Repare-se que também, aquando da morte de François Mansart em 1666, Charles Perrault faz nomear para o suceder na pequena Comissão, aquele que se tornaria o teorico dos Modernos, o seu irmão e médico, Claude Perrault, distinta personalidade, membro da Academia das Ciências, igualmente entusiasta da arquitectura mas sem nunca ter construído nada; o que fez logo agitar as opiniões da velha guarda.

Na ocasião de terminar a fachada do Louvre sobre Saint-Germain-l'Auxerrois, Colbert reúne o seu pequeno Conselho a quem encarrega esta tarefa.
O pequeno Conselho, que decidira delegar sobre o arquitecto d'Orbay a tarefa dos desenhos técnicos, não conseguiu chegar a consenso quanto à opção arquitectónica.
Le Vau, Primeiro Arquitecto do Rei, e, Le Brun, Primeiro Pintor do Rei, não conseguiram resistir por muito tempo ao assalto estratégico dos Perraults e, o médico-arquitecto, protagonista da ideia de uma colunata já precedida por Léonor Houdin, em 1661, procederá quase sozinho à construção (secundado por d'Orbay).
As fundações de Bernin serão então demolidas para em 1670, a grande obra da actual colunata estar concluída; em 1672 estaria a ser colocado o frontão; em 1678, finalizava-se a cobertura.

Todavia a obra tinha levantado suspeitas: como é que o irmão do Primeiro Escriturário, médico sem qualquer experiência, desdenhando as regras tradicionais da composição e, da construção, poderia ter sido encarregue de um dos dois mais ilustres estaleiros de França (sendo o outro Versailles, juntamente com Le Vau).
(...)
Quanto à construção, a técnica era deplorável: as armaduras de ferro com as quais Perrault havia estruturado a colunata fizeram estalar a pedra e Jacques-Ange Gabriel, arquitecto do Rei, teve de praticamente tudo reconstruir em 1735; a promenorização não ia por melhores caminhos: as caleiras não escoavam a água, os caixilhos não jogavam em conformidade, etc.."

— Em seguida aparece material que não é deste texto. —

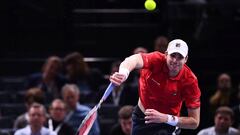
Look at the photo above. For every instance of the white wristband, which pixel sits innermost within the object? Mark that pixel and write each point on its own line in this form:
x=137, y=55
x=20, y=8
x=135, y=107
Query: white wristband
x=172, y=120
x=125, y=72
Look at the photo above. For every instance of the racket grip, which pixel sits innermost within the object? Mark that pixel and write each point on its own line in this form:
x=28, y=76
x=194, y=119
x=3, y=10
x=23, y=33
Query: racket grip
x=109, y=89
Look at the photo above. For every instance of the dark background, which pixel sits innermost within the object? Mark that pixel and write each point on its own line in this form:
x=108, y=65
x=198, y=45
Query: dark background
x=32, y=30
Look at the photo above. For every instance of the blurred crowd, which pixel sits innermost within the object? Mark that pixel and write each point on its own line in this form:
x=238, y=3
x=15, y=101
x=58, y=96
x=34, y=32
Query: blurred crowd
x=58, y=97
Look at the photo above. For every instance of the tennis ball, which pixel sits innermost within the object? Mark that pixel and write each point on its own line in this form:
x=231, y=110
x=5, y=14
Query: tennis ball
x=150, y=5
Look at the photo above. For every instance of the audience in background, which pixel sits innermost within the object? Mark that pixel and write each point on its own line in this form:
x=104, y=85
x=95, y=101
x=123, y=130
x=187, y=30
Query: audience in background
x=124, y=127
x=50, y=79
x=223, y=95
x=55, y=123
x=236, y=110
x=37, y=117
x=78, y=72
x=161, y=44
x=124, y=94
x=223, y=120
x=33, y=95
x=76, y=111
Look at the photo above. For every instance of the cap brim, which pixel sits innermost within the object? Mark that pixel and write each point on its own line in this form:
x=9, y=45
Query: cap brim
x=178, y=51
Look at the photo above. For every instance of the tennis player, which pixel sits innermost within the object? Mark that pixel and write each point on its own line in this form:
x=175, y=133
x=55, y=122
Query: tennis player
x=165, y=83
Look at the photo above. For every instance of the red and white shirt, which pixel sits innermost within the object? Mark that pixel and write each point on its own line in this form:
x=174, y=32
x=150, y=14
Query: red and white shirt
x=163, y=93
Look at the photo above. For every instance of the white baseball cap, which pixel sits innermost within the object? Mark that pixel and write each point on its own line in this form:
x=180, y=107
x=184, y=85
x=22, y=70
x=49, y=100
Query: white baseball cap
x=178, y=46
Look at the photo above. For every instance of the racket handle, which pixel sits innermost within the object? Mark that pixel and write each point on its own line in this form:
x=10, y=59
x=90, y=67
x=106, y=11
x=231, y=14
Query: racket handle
x=109, y=89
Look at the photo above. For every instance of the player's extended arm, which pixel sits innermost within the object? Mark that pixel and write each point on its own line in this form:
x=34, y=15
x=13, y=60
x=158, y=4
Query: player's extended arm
x=192, y=121
x=132, y=62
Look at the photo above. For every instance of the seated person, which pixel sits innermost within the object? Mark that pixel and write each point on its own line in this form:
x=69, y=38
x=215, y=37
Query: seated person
x=37, y=117
x=223, y=120
x=55, y=123
x=124, y=127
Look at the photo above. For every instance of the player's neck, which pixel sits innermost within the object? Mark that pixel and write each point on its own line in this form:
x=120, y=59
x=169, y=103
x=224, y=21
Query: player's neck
x=173, y=74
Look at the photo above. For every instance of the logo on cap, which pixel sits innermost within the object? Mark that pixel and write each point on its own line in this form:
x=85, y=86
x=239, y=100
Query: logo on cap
x=178, y=44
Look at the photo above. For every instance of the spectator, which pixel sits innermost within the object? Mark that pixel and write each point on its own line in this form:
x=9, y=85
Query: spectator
x=33, y=95
x=223, y=120
x=161, y=44
x=125, y=94
x=56, y=122
x=78, y=72
x=37, y=117
x=124, y=127
x=50, y=79
x=236, y=110
x=76, y=111
x=223, y=96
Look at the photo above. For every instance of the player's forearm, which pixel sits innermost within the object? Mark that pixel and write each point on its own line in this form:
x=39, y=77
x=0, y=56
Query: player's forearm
x=132, y=62
x=188, y=123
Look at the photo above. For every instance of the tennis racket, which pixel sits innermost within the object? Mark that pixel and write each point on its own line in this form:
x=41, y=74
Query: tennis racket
x=88, y=121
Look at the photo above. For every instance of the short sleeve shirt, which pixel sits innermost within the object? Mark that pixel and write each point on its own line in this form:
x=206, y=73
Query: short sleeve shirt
x=164, y=93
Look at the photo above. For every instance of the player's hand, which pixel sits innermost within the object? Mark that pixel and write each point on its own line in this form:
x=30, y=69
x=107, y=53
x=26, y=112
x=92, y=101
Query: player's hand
x=117, y=78
x=153, y=116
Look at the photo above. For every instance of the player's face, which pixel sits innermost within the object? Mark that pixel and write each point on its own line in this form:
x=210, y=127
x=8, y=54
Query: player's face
x=57, y=111
x=36, y=117
x=175, y=62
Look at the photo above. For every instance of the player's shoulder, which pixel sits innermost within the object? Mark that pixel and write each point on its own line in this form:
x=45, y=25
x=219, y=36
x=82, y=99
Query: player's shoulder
x=154, y=54
x=206, y=131
x=189, y=73
x=83, y=108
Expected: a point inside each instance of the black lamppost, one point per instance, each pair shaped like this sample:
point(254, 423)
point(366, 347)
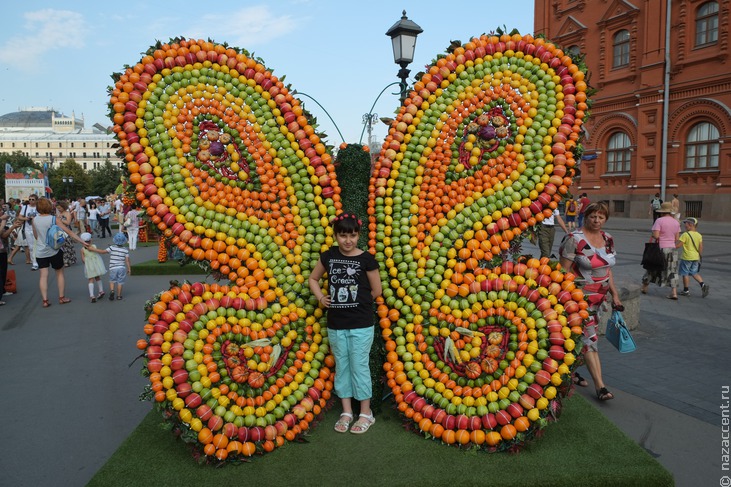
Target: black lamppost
point(403, 36)
point(67, 181)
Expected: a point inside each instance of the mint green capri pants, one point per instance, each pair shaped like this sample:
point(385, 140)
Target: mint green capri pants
point(351, 349)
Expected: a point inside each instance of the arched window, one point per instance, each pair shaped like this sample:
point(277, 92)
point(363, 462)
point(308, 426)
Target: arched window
point(706, 24)
point(620, 49)
point(702, 147)
point(618, 153)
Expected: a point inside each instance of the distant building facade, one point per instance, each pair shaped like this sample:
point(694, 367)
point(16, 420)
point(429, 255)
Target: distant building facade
point(49, 137)
point(625, 161)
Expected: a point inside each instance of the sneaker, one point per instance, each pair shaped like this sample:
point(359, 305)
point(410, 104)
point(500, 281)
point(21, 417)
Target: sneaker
point(704, 289)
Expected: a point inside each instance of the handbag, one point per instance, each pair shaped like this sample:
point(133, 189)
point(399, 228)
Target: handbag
point(700, 257)
point(653, 258)
point(618, 334)
point(10, 282)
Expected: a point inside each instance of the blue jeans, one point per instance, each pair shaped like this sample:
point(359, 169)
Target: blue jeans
point(351, 349)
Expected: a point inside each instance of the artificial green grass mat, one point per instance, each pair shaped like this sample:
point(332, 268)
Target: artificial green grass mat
point(582, 448)
point(171, 267)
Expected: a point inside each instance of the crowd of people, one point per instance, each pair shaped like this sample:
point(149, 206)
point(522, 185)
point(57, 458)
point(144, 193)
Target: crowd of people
point(23, 228)
point(585, 250)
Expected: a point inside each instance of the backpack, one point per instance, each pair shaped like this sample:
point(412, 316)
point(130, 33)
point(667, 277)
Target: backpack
point(55, 236)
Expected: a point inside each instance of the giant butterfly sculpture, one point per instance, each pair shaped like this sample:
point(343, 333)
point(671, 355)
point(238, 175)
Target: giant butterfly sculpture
point(227, 165)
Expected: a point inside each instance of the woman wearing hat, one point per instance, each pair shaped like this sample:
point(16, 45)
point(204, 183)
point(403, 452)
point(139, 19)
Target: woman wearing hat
point(665, 231)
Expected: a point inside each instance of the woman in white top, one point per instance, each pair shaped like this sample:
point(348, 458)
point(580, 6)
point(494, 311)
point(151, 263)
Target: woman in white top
point(93, 219)
point(48, 256)
point(132, 226)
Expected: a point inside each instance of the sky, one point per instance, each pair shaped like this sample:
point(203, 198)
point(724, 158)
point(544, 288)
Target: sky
point(61, 54)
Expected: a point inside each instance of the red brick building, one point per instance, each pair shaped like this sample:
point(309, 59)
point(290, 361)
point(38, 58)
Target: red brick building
point(639, 143)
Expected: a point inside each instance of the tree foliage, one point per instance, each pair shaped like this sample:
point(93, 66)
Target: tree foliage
point(69, 168)
point(105, 178)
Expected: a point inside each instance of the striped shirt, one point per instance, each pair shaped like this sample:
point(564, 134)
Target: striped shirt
point(117, 256)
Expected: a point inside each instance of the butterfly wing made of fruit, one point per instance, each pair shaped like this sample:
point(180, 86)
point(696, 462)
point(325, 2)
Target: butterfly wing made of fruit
point(480, 151)
point(227, 165)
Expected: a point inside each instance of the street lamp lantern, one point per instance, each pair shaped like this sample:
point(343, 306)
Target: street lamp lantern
point(403, 38)
point(67, 181)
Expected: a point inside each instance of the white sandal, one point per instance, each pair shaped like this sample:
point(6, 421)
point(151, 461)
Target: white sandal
point(344, 422)
point(365, 421)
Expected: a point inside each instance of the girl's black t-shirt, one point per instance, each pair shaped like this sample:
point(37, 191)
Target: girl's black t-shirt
point(351, 302)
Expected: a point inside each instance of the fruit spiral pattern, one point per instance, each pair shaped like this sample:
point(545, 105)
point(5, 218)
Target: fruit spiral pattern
point(479, 348)
point(226, 164)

Jouven, Georges. L'architecture cachée, tracés harmoniques. Dervy-Livres, Paris: 1986. pags. 14-15-16-17. ISBN: 2-85076-104-4

E assim, o jogo político de Colbert desejoso de deitar mãos às obras reais, juntamente com um impulso de capricho de Perrault, produzem não só apenas um claro desastre arquitectónico como virão a ser a acendalha inicial para a destruição sucessiva do pensamento filosófico (filosofia como cerne de um prisma multifacetado cujas suas faces serão as mais diferentes áreas como a sociedade, politica, cultura, arte, ciência, etc.. ) em abono de sucessivos caprichos pessoais cada vez mais efémeros e passageiros: o actual materialismo.